Monday, September 10, 2007
Ducking for More
A friend took us to a Beijing style restaurant for what else - Peking duck.
The place, a chain of eateries is aptly named Roast Duck King and we went to one in Dongcheng District.
When you walk in, it doesn't feel like a restaurant; it's a hallway that leads to several private rooms, many full of men carousing with maotai and beer.
We started off with a few appetizers including a "salad", which was actually cherry tomatoes, cucumbers sliced lengthwise, carrot sticks, Chinese radish (fuchsia coloured) and lettuce that you dip into a thick dark sauce with chopped garlic.
Another dish was a dark brown seaweed marinated with sesame oil and soy sauce with sliced cucumbers, and cold duck webs that were deboned and generously drizzled in a slightly spicy mustard sauce.
We also had a shallow pot of yellow fish braised in a thick sauce topped with chillis, but it wasn't spicy, onions and garlic. And inside the soupy sauce were corn bread fingers that were on the dense side.
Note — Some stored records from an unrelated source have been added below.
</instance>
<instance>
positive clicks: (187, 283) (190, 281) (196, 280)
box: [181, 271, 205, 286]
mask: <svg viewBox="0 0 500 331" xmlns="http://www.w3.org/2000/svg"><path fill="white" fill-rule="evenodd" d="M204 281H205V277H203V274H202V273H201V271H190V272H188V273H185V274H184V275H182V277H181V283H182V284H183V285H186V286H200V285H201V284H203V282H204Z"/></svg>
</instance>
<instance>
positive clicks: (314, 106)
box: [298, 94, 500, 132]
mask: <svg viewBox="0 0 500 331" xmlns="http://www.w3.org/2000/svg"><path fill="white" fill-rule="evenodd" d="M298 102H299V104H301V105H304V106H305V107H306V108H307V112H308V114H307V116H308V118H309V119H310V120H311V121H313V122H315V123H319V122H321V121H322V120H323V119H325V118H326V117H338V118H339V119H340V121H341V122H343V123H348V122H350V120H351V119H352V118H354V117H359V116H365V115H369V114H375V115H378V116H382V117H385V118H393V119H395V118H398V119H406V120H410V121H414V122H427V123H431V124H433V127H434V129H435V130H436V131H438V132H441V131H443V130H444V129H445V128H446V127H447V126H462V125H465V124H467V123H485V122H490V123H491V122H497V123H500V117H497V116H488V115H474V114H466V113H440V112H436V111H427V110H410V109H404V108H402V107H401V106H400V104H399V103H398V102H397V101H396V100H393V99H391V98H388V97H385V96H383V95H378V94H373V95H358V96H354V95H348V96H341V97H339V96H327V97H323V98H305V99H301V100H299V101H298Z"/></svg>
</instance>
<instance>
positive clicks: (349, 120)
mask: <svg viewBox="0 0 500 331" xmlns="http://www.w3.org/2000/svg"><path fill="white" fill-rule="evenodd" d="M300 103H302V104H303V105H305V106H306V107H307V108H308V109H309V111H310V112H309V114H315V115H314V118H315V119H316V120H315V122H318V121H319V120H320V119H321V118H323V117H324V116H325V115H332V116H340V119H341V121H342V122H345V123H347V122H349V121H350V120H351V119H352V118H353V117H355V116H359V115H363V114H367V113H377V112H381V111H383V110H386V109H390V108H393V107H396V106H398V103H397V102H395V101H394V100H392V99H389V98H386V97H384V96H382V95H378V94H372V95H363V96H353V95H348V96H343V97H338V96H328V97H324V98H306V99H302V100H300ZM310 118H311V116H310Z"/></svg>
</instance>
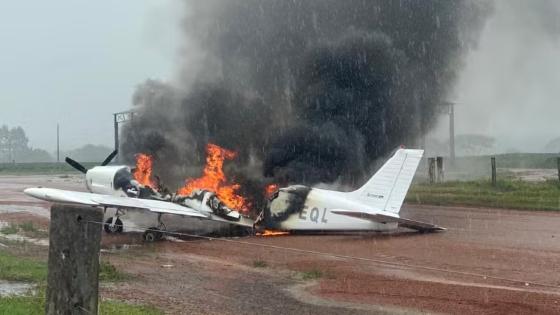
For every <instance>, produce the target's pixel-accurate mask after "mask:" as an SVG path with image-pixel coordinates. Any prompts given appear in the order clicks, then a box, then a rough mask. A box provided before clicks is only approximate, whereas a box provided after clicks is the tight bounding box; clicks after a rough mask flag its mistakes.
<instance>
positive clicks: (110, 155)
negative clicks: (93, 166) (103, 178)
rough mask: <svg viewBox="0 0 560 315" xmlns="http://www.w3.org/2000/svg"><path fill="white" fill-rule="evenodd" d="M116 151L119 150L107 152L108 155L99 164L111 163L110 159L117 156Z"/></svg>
mask: <svg viewBox="0 0 560 315" xmlns="http://www.w3.org/2000/svg"><path fill="white" fill-rule="evenodd" d="M118 153H119V151H117V150H115V151H113V152H112V153H111V154H109V156H108V157H107V158H106V159H105V161H103V163H101V166H107V165H108V164H109V163H111V161H112V160H113V159H114V158H115V156H117V154H118Z"/></svg>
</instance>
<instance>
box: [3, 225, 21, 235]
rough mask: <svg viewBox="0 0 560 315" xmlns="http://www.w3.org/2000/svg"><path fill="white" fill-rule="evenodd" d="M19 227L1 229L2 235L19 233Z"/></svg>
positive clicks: (13, 225)
mask: <svg viewBox="0 0 560 315" xmlns="http://www.w3.org/2000/svg"><path fill="white" fill-rule="evenodd" d="M18 231H19V230H18V227H17V226H16V225H13V224H10V225H7V226H5V227H3V228H1V229H0V233H2V234H6V235H9V234H16V233H17V232H18Z"/></svg>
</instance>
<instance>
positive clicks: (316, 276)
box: [301, 269, 323, 280]
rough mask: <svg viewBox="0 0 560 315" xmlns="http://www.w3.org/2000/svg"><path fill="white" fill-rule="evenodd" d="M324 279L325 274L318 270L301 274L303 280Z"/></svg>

Finally the main event. The roast duck was already thinly sliced and presented on a duck-shaped platter. There were steamed thin pancakes to wrap them in, or crispy sesame buns and garnished with a plum sauce, sliced onions, garlic, cucumber and even sugar.
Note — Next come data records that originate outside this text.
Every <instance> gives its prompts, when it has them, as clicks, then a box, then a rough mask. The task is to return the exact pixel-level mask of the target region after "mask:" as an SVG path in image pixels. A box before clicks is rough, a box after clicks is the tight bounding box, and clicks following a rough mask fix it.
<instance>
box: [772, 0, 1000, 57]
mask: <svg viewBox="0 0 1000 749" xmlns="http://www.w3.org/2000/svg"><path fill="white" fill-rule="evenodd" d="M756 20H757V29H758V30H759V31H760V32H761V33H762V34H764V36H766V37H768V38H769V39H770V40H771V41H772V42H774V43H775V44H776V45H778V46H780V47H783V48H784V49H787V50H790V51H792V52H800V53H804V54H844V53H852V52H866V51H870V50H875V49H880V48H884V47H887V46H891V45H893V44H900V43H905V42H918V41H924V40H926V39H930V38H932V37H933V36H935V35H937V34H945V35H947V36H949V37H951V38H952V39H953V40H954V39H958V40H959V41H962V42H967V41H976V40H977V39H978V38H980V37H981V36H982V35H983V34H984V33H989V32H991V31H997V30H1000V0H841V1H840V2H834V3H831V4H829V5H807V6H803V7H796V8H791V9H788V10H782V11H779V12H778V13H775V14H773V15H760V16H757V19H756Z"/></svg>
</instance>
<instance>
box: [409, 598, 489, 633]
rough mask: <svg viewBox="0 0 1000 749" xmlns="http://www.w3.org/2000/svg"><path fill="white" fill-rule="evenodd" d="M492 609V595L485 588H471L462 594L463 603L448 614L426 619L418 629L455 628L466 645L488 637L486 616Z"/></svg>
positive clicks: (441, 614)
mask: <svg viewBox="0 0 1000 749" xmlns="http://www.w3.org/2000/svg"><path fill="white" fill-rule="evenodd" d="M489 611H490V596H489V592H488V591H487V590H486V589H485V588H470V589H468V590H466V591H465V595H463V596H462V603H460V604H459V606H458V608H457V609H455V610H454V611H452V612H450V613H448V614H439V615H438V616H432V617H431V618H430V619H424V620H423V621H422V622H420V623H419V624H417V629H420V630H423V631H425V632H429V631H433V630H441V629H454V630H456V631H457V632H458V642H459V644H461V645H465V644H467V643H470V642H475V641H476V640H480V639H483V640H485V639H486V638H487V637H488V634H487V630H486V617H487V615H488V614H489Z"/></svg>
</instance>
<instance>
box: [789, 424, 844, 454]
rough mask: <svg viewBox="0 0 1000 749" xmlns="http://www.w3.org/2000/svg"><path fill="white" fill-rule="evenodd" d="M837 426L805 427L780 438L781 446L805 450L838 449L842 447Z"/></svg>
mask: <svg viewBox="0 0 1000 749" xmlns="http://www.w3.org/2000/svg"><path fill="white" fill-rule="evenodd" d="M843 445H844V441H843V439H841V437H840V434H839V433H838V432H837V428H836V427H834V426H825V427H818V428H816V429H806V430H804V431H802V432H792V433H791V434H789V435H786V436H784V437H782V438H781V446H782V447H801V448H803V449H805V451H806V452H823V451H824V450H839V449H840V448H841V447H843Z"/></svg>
The skin was very crispy and not too much fat, while the meat (only bits of it) were moist.
We also had duck soup, a white coloured broth with vermicelli and vegetable, and deep fried bits of bone with meat on them that were delicious because they were marinated with white pepper and spices.
This Roast Duck King restaurant is pretty close to Da Dong in quality. But when it comes to the entire dining experience, Da Dong still rules the roost.